There are several effective strategies to pre-empt or slow the emergence of new plant disease issues and their related international trade disruptions. Most importantly, these strategies start with international alignment at every level of the seed value chain. 

“Preventing future disruptions at the international level involves a proactive and collaborative approach. International collaboration among researchers, the public and the private sectors leads to a deeper understanding of potential risks and the development of effective preventive measures,” says Souza-Richards.

“The key words remain trust and transparency,” adds Metzelaar, pointing out that all parties involved have the same end goal: avoiding risks and recognizing possible important disruptions to food production. However, he says, “risk should be measured and seed as a vector for disease should be proven. The approach to regulate ‘just in case’ is disruptive to the production of our everyday food.”

Proposed actions to enhance the smoothness of the international seed trade

1. Harmonization of Standards: International alignment on testing protocols and phytosanitary requirements in accordance with international standards and agreements can reduce trade barriers and streamline processes.

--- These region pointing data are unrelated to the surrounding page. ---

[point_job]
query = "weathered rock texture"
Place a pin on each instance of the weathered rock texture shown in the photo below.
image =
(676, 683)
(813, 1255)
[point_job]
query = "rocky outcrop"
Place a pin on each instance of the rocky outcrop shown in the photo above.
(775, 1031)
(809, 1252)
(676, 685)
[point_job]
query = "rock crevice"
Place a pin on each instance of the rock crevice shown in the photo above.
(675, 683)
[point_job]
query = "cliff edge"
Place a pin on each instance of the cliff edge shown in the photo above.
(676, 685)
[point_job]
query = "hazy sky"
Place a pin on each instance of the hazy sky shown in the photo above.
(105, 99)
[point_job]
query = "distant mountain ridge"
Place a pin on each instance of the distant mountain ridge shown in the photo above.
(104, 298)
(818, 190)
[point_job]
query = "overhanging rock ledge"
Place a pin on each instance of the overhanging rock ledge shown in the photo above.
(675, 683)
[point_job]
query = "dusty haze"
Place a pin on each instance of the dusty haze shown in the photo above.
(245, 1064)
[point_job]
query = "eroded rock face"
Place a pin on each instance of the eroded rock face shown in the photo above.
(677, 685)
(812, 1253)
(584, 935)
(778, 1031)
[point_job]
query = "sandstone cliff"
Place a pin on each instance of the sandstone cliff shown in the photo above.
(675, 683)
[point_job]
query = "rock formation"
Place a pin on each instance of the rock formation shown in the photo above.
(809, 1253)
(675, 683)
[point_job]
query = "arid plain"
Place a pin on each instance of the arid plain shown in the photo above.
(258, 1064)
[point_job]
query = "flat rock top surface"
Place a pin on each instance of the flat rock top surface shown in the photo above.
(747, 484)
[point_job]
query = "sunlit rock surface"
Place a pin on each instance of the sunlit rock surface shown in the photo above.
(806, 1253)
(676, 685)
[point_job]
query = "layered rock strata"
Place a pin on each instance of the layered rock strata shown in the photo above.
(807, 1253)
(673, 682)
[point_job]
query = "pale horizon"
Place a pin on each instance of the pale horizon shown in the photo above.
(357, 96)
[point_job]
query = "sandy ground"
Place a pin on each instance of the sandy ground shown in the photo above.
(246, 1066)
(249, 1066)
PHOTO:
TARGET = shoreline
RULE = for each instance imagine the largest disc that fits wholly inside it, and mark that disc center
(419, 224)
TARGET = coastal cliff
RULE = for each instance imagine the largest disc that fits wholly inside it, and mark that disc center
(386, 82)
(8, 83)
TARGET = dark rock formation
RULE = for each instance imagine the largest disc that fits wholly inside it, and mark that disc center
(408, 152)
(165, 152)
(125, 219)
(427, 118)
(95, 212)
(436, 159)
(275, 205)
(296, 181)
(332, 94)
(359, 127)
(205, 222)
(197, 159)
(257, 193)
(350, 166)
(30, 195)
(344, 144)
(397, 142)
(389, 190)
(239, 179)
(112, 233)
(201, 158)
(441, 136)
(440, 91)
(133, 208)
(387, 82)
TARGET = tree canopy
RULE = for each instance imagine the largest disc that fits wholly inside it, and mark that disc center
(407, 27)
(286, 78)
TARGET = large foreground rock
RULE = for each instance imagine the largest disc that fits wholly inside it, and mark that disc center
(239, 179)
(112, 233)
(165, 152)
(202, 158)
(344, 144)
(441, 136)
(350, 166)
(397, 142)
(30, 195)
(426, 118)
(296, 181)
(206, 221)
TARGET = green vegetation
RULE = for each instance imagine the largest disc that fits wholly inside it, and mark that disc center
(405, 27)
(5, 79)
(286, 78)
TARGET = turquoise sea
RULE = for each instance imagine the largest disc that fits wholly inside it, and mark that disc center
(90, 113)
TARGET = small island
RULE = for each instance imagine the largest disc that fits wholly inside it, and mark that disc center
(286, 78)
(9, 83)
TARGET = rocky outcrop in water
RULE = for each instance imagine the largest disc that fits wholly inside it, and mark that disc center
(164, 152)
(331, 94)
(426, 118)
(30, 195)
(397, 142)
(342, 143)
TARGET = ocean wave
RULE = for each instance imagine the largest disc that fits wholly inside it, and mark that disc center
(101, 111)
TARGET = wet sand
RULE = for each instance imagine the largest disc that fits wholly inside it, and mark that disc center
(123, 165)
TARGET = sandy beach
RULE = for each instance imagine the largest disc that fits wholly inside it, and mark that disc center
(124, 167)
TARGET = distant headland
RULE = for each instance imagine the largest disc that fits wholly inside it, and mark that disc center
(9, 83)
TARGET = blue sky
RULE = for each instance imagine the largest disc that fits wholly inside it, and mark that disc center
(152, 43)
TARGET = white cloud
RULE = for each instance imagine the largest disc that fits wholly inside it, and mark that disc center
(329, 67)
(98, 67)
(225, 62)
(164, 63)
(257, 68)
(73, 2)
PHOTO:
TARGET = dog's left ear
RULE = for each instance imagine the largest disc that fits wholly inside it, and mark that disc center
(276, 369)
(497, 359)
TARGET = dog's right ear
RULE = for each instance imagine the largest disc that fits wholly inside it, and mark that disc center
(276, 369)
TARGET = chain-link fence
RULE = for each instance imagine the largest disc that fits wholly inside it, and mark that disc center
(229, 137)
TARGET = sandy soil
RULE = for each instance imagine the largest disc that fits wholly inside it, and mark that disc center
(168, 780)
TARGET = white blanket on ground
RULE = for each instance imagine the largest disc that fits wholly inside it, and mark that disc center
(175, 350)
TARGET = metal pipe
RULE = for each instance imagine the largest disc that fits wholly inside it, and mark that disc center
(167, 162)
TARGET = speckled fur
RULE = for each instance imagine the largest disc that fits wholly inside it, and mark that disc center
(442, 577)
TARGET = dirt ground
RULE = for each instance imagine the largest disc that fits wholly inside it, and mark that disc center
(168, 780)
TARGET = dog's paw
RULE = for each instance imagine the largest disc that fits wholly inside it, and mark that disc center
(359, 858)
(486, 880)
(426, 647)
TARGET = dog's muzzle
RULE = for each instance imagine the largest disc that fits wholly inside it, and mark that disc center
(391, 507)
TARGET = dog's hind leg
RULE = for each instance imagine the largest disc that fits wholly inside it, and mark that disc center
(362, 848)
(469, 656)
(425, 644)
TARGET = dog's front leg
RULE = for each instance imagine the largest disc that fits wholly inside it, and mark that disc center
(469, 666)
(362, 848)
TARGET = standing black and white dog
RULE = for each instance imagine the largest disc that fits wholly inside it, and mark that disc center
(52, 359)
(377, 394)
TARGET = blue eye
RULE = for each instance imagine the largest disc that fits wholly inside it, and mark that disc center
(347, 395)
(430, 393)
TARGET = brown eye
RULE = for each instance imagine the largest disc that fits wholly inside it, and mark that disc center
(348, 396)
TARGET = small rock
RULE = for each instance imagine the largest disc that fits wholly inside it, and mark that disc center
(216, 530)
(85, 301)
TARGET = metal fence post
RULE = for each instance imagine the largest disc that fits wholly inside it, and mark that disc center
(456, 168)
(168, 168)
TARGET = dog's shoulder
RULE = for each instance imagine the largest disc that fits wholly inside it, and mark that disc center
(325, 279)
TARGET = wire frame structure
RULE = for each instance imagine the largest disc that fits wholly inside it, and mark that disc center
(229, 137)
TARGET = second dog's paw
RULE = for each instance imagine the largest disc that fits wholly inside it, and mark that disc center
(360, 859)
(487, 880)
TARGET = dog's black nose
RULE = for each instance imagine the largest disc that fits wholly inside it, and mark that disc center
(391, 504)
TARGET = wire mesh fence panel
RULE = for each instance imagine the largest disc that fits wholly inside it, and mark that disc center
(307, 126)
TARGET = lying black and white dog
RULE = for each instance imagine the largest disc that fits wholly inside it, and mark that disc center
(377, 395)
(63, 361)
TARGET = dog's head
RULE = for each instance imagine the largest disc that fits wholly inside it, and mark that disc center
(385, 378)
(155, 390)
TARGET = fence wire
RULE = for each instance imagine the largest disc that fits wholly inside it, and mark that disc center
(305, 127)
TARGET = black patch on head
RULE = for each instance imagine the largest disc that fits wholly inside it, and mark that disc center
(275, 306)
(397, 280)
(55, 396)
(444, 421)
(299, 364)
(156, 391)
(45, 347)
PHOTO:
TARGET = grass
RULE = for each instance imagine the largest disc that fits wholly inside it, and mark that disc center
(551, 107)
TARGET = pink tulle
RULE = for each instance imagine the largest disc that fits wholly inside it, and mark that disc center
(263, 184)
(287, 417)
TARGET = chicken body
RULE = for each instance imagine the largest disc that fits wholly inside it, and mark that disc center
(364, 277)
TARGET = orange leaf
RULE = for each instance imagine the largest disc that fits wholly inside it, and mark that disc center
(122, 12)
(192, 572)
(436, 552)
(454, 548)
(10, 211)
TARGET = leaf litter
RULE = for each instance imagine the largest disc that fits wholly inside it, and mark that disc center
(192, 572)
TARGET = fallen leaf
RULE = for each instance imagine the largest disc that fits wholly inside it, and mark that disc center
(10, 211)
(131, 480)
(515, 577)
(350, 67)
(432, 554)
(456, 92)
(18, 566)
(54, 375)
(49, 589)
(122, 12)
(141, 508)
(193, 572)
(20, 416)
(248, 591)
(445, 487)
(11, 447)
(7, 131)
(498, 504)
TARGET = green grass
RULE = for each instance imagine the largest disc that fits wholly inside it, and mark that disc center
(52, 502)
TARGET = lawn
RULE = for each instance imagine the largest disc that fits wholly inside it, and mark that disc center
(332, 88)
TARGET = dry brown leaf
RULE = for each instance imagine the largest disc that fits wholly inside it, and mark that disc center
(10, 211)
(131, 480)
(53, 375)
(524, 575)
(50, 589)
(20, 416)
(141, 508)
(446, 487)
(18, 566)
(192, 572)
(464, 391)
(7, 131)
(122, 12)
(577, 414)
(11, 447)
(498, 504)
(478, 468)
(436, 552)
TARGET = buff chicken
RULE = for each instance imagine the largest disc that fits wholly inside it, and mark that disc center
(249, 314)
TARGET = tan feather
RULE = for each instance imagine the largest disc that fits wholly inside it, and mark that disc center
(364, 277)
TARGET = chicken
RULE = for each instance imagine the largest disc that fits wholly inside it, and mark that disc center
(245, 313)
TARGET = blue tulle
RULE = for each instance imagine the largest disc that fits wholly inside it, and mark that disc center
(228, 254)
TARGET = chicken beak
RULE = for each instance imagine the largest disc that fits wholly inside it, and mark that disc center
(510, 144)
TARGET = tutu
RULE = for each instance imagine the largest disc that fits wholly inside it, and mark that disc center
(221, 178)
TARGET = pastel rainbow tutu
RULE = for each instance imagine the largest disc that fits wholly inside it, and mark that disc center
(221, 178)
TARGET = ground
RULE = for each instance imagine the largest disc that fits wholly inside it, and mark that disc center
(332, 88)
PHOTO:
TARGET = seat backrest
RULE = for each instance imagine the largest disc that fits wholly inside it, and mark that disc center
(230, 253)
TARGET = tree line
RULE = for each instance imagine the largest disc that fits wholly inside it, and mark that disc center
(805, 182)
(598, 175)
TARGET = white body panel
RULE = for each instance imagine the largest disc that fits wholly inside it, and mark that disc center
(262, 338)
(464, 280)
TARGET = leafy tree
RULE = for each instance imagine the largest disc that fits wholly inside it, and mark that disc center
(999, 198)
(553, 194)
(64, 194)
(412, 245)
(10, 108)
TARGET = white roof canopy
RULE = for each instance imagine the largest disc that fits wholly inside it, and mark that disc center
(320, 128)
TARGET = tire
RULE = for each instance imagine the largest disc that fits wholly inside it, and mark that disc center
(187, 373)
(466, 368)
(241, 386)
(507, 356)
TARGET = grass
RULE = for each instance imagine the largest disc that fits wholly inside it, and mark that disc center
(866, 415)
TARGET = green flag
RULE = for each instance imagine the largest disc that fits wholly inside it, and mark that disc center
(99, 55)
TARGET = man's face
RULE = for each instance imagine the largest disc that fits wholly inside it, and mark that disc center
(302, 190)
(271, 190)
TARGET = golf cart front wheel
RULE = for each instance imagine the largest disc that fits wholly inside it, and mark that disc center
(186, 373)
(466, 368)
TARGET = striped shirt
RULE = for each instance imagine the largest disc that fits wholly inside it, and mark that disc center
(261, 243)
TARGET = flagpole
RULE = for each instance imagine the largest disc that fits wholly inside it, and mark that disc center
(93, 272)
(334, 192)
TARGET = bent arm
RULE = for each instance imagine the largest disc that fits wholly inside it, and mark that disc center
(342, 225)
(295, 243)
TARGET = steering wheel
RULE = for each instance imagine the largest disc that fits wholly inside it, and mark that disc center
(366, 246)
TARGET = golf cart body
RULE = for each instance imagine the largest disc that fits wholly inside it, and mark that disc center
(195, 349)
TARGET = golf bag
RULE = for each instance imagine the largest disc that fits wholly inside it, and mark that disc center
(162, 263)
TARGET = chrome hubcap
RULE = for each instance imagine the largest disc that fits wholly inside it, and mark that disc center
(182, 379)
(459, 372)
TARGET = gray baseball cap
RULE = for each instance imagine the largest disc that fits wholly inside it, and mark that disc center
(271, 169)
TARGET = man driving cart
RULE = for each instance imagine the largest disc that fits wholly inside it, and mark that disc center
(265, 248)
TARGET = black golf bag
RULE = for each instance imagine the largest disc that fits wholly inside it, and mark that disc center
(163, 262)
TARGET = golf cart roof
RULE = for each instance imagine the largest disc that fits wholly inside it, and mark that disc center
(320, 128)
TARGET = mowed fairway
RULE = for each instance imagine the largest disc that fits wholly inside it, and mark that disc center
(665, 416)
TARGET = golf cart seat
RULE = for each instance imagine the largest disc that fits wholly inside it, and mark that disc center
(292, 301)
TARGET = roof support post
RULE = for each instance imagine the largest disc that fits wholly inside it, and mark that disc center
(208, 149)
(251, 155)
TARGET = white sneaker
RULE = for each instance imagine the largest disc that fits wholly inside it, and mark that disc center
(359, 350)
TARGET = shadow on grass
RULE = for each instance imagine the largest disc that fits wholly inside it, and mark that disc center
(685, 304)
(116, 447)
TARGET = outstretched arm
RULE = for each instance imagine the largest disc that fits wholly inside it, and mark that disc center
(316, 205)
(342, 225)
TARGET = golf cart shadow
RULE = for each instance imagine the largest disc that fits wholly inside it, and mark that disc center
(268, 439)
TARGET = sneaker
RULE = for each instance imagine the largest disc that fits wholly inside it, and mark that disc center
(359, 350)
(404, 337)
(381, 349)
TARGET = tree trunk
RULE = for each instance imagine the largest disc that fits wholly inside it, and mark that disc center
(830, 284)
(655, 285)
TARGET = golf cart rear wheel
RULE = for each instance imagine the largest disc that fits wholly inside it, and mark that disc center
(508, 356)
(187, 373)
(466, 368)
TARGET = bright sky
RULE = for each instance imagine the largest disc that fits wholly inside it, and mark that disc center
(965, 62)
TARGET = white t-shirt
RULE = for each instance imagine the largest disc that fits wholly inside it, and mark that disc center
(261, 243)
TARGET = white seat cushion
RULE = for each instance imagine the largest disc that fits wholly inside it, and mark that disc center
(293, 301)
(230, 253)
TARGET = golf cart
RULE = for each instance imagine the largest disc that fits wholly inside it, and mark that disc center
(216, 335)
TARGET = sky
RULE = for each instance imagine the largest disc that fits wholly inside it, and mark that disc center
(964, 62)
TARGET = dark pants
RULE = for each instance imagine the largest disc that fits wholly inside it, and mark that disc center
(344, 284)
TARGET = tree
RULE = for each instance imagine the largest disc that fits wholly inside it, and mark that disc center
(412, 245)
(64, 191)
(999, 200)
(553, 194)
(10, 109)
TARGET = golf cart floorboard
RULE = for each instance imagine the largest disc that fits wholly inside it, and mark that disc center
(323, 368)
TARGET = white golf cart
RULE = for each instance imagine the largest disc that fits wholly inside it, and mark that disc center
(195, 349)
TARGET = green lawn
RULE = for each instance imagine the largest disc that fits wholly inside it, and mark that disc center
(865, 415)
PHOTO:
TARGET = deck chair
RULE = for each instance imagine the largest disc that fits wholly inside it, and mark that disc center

2. Mutual Recognition and Confidence: Mutual recognition and confidence between countries, acknowledging and accepting each other’s phytosanitary certificates. This approach promotes trust and simplifies the movement of seeds across borders, eliminating the need for redundant testing and documentation.

3. Digital Documentation and Traceability: Embrace digital technologies for documentation and traceability of seed shipments. Electronic systems can reduce paperwork, enhance accuracy, and expedite customs clearance, contributing to more efficient international trade.

4. Capacity Building: Invest in capacity-building initiatives to strengthen regulatory bodies in different countries. This ensures that nations have the expertise and resources to implement and enforce phytosanitary regulations effectively.

5. Stakeholder Engagement: Foster ongoing dialogue between regulatory authorities, industry stakeholders, and research institutions. Involving all relevant parties in the regulatory decision-making process promotes a comprehensive understanding of challenges and facilitates the development of pragmatic, science-based regulations.